「寝たな」
「寝ましたね」

僕がほっとして、赤ん坊を覗き込んでいると、
「そうやってると、お前、さまになってるな」
と波多野さんが言った。
「はあ?なにいってるんですか?僕は男ですよ」
「そうだけど・・・さ」
それから意外なことを言った。
「いいもんだな、赤ん坊がいるってのは」
「はあ!?」
この状況で何を言ってるんだ。能天気な。

どういう意味だろう。
赤ん坊が欲しいなら、女性と結婚すればいい。
そうすれば普通の家庭が持てるじゃないか。
なのに・・・。
それとも、そうなんだろうか?
波多野さんは、普通の家庭に憧れているんだろうか・・・。

僕は無言で赤ん坊をひとつきりのシングルベッドに降ろすと、
「僕は赤ん坊に添い寝しますから、波多野さんはソファで寝てください」
と冷たく言った。
「え・・・そうなの?」
その言葉が意外だったらしく、波多野さんは口を屁の字に曲げた。
シングルベッド。
いつもは一緒に寝ている。

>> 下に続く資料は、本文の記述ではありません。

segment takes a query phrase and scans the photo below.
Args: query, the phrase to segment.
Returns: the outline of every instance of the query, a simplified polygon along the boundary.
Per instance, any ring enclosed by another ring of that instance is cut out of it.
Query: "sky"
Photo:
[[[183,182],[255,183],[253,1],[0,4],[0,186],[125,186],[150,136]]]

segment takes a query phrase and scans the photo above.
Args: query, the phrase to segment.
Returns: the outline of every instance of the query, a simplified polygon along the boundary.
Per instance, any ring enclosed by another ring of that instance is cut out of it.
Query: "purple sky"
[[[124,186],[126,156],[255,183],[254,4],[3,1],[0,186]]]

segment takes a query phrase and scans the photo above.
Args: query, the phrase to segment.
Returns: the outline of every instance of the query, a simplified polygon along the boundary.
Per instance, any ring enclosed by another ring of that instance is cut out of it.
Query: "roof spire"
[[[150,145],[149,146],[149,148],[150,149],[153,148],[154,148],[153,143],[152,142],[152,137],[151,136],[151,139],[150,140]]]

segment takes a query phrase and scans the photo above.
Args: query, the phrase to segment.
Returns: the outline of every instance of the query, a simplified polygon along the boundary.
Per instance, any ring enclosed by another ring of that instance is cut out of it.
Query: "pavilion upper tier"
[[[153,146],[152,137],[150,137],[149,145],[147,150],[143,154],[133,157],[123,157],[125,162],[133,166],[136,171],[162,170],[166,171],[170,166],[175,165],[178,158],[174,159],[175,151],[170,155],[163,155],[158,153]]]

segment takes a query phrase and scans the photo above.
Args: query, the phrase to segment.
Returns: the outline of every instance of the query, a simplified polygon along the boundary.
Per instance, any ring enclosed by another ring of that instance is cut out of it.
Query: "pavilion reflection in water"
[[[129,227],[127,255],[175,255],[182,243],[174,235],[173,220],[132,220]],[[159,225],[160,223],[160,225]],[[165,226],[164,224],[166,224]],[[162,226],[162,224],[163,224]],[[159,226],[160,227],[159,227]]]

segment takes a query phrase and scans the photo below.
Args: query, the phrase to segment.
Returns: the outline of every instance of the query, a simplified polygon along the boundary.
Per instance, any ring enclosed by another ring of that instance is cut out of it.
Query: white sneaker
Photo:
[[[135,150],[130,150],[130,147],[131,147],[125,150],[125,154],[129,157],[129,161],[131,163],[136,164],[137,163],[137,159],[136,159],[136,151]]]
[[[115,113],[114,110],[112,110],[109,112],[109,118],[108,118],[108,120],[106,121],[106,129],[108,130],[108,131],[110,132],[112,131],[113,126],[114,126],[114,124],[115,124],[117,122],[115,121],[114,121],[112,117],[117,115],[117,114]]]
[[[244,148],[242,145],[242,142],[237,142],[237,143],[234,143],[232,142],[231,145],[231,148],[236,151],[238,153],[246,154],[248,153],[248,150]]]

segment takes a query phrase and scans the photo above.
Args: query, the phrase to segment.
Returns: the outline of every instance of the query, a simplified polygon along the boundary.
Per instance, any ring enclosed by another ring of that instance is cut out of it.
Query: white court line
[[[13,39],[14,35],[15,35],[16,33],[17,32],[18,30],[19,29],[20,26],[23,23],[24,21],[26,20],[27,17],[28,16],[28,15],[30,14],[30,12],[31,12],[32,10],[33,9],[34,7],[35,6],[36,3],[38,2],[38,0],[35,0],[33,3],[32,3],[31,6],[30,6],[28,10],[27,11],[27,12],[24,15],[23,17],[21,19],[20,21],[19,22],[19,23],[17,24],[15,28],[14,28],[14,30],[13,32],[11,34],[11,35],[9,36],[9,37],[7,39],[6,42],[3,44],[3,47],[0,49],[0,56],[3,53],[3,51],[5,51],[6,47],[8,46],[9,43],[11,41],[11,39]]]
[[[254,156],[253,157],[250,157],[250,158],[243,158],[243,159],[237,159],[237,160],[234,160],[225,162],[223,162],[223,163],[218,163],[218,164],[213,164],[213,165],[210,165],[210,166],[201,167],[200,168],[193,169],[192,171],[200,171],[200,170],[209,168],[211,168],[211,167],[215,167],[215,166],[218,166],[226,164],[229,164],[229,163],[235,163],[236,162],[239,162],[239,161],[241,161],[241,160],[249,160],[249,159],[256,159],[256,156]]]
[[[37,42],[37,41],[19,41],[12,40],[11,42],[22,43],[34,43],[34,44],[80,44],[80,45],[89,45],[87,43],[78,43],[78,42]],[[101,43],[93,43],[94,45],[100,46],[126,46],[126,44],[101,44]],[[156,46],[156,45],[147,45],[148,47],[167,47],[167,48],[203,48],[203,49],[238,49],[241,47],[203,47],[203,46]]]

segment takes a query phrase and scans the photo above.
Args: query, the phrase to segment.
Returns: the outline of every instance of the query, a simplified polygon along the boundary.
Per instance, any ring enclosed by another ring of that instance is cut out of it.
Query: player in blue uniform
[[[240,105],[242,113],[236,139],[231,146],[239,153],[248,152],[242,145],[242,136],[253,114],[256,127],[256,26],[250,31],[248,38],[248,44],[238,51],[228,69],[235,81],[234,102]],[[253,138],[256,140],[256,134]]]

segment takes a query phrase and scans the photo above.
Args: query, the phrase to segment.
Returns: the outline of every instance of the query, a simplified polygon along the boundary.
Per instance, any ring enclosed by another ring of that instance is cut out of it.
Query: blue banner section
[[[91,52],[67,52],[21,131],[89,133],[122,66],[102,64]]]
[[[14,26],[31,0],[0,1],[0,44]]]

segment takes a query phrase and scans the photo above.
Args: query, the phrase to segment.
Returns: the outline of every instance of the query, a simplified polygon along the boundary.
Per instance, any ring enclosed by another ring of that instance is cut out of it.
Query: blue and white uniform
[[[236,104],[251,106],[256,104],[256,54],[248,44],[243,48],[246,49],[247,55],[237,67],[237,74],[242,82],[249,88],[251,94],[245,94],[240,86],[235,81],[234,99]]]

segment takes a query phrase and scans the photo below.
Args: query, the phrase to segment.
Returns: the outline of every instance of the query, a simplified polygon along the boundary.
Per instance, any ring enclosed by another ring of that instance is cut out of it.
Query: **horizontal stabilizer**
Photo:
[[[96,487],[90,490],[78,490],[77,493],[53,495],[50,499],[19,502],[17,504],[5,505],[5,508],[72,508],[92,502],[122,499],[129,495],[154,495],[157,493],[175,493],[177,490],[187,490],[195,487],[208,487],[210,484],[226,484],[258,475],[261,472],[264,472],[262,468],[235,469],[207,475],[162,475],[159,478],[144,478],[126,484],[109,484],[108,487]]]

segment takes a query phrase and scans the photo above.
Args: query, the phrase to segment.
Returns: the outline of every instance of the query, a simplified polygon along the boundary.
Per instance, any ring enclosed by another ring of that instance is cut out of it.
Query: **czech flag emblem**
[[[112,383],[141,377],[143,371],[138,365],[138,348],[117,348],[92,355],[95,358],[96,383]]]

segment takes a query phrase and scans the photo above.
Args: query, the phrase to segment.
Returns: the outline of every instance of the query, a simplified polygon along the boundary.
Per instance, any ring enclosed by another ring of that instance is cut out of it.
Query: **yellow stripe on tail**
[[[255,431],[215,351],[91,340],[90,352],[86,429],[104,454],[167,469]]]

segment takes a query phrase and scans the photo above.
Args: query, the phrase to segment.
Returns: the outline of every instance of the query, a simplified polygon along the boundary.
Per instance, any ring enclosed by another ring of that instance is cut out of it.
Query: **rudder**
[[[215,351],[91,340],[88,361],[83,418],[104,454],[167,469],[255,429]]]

一緒に住み始めてこっち。
別々に眠るなんて初めてだ・・・。

「赤ん坊をひとりにするわけにはいきませんからね」
「お前、なんか怒ってないか、さっきから」
「別に。怒ってなんかいませんよ」
「ならいいけど・・・そうだ、夕飯はどうする?」
夕飯。
いつもならもう台所に立つ時間だ。
「悪いけど、ちょっと疲れました。ピザでもとってくれませんか」
「え?ああ・・・ピザね。わかった」
波多野さんも少しは悪いと感じているのか、別に反対もせずにピザマットに電話した。
「チーズと・・・えびと・・・かに?あと、サーモンと・・・実井、お前何がいい?」
携帯を耳に挟みながら、僕に尋ねた。
「なんでもいいですよ・・・おなか、空いてるんで」
「わかった」
電話を切って、波多野さんはどたどたと近づいてくると、僕を羽交い絞めにした。
「実井・・・ごめん・・・な」
酷く言いにくそうに、波多野さんはそう呟いた。